International career
- Years: Team / Apps / (Points)
- 1985-1987: Japan / 7 / (0)

= Toshiro Yoshino =

Japan international rugby union player

Toshiro Yoshino (吉野俊郎, Yoshino Toshiro) (born Ibaraki, 5 September 1960) is a former Japanese rugby union player. He played as a wing or as centre.

==Career==
After graduating from Hitachi First High School in Ibaraki Prefecture, Yoshino attended Waseda University.

During his time in Waseda University RFC, Yoshino, along with Kazuhiko Honjo and Makoto Tsubuku, was one of the "three crows" and became a star player. At that time, he often played as centre, but he also excelled in running, there were a few cases where he received a pass from Honjo and scored a try. Later, he had also opportunities to play as a winger.

Then, along with Honjo, he moved to Suntory and, upon joining the team, they could play for the same team which then was an emerging team at the Japan Company Rugby Football Championship, raising its strength.

However, through the university and the company, he had a chance to win the National Championship, and it was in 1995, at the age of 35.

Suntory was in the first round of the All Japan Rugby Championship against Kobe Steel, who was in the seventh consecutive match of the tournament. Despite the 20–20 draw, he had the right to enter the semi-finals being the top try scorer of the tournament, preventing Kobe Steel's eighth consecutive win. Suntory then, won against Toshiba Fuchu in the semi-finals. In the final match against Sanyo Electric, both sides tied 27-27, but since Suntory had the higher number of tries, they had the right to participate in the Japan Rugby Football Championship. Yoshino was a big success in the competition and played in both matches won against Toshiba Fuchu and in the match against Sanyo Electric, where he played as wing, scoring three tries in each game. After that, he was also part of the Waseda squad who defeated Meiji University at the All-Japan University Rugby Championship.
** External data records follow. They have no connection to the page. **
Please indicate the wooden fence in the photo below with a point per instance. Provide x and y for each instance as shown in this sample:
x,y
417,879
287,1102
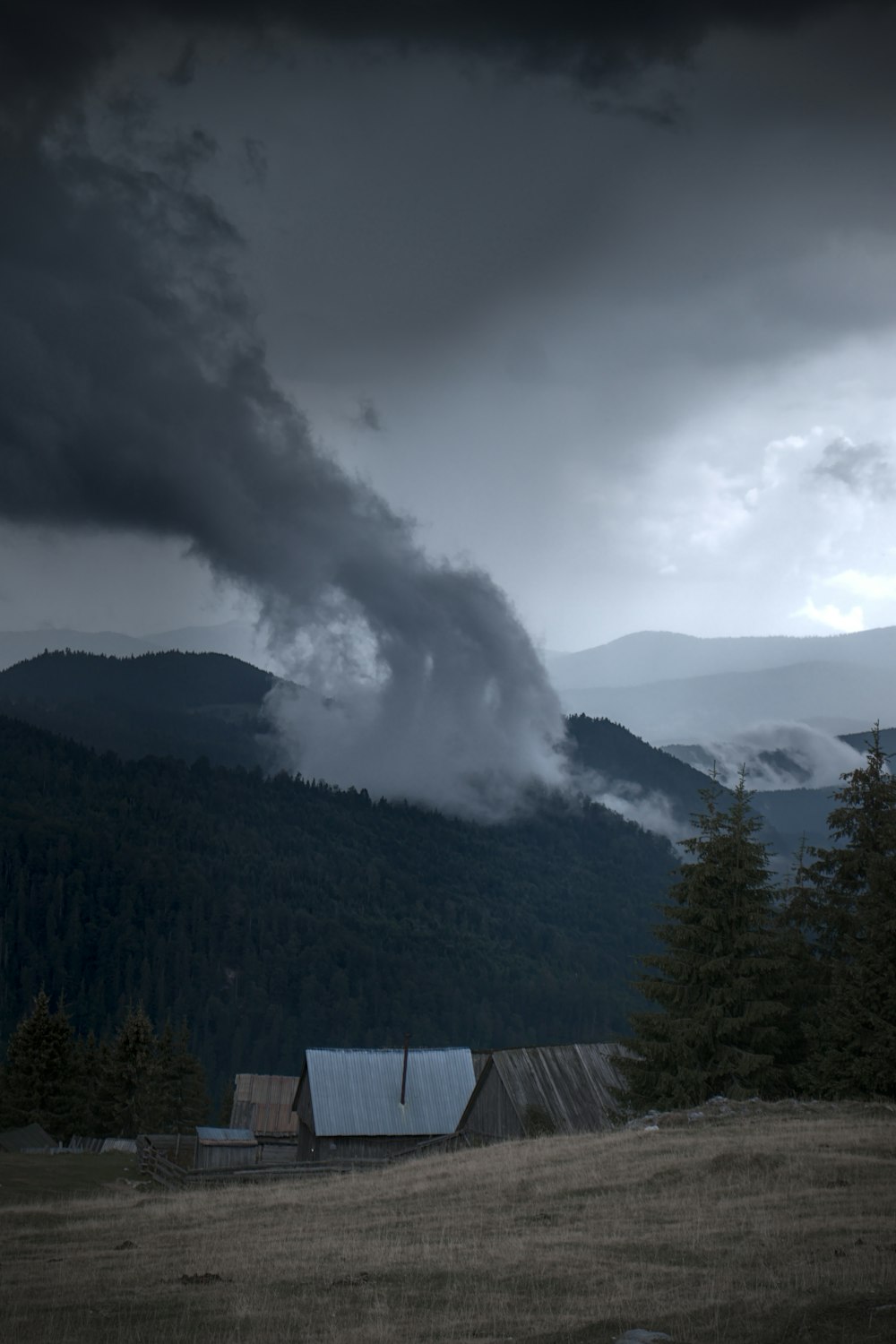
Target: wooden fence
x,y
155,1163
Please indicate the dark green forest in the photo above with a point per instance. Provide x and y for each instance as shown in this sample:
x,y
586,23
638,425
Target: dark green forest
x,y
182,704
273,913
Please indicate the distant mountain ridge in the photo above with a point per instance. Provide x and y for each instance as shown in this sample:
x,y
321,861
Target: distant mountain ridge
x,y
650,656
191,704
839,698
237,639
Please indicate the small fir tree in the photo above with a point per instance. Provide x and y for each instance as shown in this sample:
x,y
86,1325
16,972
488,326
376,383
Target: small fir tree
x,y
38,1078
132,1094
182,1082
850,919
719,986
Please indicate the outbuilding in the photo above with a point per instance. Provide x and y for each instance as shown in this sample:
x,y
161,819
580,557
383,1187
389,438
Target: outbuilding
x,y
263,1102
366,1104
543,1090
217,1148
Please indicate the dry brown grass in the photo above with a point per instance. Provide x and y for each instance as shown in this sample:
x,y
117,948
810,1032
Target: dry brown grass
x,y
777,1230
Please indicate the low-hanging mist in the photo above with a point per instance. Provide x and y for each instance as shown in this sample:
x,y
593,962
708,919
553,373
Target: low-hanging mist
x,y
136,397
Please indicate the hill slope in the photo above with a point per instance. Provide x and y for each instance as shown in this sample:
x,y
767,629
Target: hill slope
x,y
182,704
650,656
840,698
273,914
770,1228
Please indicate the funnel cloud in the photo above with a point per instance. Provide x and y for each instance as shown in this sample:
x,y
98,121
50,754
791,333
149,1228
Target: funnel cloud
x,y
134,397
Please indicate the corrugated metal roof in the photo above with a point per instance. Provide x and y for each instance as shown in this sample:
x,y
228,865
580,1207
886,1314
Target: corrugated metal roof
x,y
570,1086
210,1134
358,1091
263,1102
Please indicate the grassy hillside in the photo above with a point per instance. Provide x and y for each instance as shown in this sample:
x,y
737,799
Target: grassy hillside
x,y
774,1228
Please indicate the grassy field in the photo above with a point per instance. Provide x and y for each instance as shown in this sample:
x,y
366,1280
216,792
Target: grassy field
x,y
34,1176
778,1228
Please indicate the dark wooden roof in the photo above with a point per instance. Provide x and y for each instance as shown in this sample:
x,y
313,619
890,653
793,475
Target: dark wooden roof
x,y
565,1089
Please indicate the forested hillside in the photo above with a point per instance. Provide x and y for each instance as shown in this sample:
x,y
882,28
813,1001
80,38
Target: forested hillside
x,y
183,704
274,914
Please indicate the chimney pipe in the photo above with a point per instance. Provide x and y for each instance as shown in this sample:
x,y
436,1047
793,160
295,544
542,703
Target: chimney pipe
x,y
408,1040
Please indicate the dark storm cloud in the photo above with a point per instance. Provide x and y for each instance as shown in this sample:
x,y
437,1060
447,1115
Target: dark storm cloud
x,y
50,50
863,468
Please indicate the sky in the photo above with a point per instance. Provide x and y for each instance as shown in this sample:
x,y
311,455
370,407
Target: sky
x,y
603,314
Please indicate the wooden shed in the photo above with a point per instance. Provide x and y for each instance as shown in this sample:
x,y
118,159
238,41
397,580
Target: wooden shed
x,y
217,1148
368,1104
543,1090
263,1102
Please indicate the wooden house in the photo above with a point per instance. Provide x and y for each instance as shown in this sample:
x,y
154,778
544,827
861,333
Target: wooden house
x,y
543,1090
217,1148
263,1102
355,1104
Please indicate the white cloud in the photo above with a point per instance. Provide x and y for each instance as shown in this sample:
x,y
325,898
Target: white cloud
x,y
874,588
831,616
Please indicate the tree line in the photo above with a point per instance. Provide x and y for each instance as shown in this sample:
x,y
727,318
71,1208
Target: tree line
x,y
273,914
136,1082
767,989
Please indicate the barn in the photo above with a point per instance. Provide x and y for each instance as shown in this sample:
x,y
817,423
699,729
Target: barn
x,y
263,1102
217,1148
368,1104
543,1090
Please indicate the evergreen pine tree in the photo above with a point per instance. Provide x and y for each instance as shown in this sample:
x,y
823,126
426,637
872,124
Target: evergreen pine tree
x,y
850,916
38,1080
719,986
182,1082
131,1099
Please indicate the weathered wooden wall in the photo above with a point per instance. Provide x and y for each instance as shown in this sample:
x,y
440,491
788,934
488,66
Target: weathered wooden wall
x,y
492,1116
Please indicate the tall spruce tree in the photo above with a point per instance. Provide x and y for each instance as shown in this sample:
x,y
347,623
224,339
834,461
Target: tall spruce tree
x,y
132,1094
848,910
183,1093
38,1078
720,1021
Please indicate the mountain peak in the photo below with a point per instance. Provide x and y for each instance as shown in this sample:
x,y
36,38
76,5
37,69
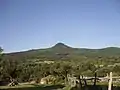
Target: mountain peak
x,y
60,45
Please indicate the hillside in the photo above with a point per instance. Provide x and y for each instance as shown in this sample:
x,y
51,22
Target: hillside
x,y
62,51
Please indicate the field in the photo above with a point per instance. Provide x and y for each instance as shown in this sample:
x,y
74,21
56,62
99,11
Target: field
x,y
32,87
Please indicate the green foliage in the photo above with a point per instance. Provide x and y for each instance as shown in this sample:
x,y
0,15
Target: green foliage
x,y
31,65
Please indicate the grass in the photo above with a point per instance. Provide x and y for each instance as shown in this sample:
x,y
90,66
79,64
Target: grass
x,y
32,87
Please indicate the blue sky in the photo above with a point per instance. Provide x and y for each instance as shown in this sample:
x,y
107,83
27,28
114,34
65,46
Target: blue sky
x,y
31,24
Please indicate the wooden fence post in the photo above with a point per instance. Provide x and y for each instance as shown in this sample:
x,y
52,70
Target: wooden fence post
x,y
110,82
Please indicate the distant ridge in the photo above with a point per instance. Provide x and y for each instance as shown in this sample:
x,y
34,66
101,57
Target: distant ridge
x,y
64,51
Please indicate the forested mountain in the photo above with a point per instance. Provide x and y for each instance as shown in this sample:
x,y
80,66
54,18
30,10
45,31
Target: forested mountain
x,y
62,51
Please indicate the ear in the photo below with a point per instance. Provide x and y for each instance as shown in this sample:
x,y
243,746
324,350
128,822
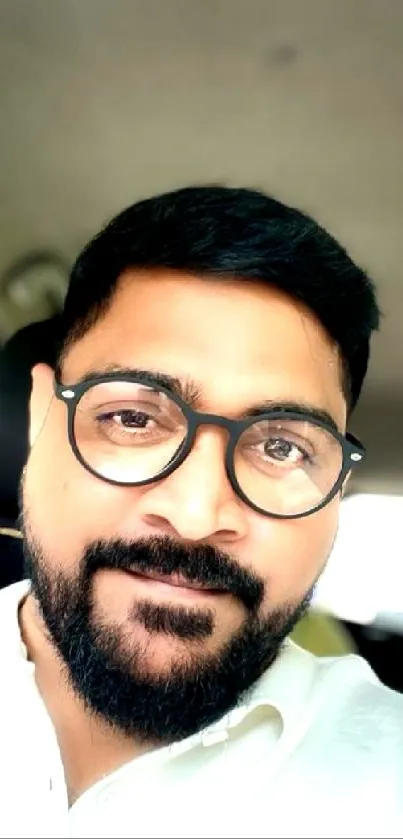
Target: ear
x,y
345,484
42,393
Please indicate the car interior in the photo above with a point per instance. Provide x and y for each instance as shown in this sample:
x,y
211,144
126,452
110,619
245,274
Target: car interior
x,y
300,100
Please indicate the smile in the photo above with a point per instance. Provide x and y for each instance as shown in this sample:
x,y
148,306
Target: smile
x,y
171,585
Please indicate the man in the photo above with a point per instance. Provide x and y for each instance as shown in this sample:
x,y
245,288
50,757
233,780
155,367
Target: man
x,y
180,500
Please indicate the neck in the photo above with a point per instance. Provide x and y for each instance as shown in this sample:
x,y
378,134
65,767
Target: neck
x,y
89,747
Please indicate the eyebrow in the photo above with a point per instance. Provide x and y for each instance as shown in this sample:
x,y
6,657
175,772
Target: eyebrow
x,y
191,393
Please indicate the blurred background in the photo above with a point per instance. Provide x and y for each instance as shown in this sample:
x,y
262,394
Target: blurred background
x,y
103,102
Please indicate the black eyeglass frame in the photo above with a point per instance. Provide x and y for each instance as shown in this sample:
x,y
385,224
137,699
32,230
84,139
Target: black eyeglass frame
x,y
353,451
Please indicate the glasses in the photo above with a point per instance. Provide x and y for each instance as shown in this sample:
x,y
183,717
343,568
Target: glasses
x,y
283,464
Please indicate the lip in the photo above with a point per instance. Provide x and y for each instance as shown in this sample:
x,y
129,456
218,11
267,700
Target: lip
x,y
173,584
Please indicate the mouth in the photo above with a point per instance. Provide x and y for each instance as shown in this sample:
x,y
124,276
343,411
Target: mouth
x,y
172,584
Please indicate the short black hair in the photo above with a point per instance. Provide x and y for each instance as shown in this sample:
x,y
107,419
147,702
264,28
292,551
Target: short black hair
x,y
224,232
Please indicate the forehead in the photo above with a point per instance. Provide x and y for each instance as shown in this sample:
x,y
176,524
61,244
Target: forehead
x,y
239,341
During his transfer to Suntory Osaka head office, his activities in the club ended, but he continued to play for Rokko Club, winning the All-Japan Club Rugby Football Championship in 1999.

==International career==
Yoshino had his first cap for the Japan team on 21 April 1985, against USA in Tokyo. He was also called up for the 1987 Rugby World Cup squad, but never played any match in the tournament. His last cap for Japan was against New Zealand, in Osaka, on 25 October 1987

==Anedoctes==
Shiryu Ito, who was in charge as commentator of the 1995 Japan Company Rugby Championship final match for TV Asahi, shouted The 35 years old, Yoshino! (35歳！吉野！, Sanjugo-sai! Yoshino!) every time Yoshino scored a try.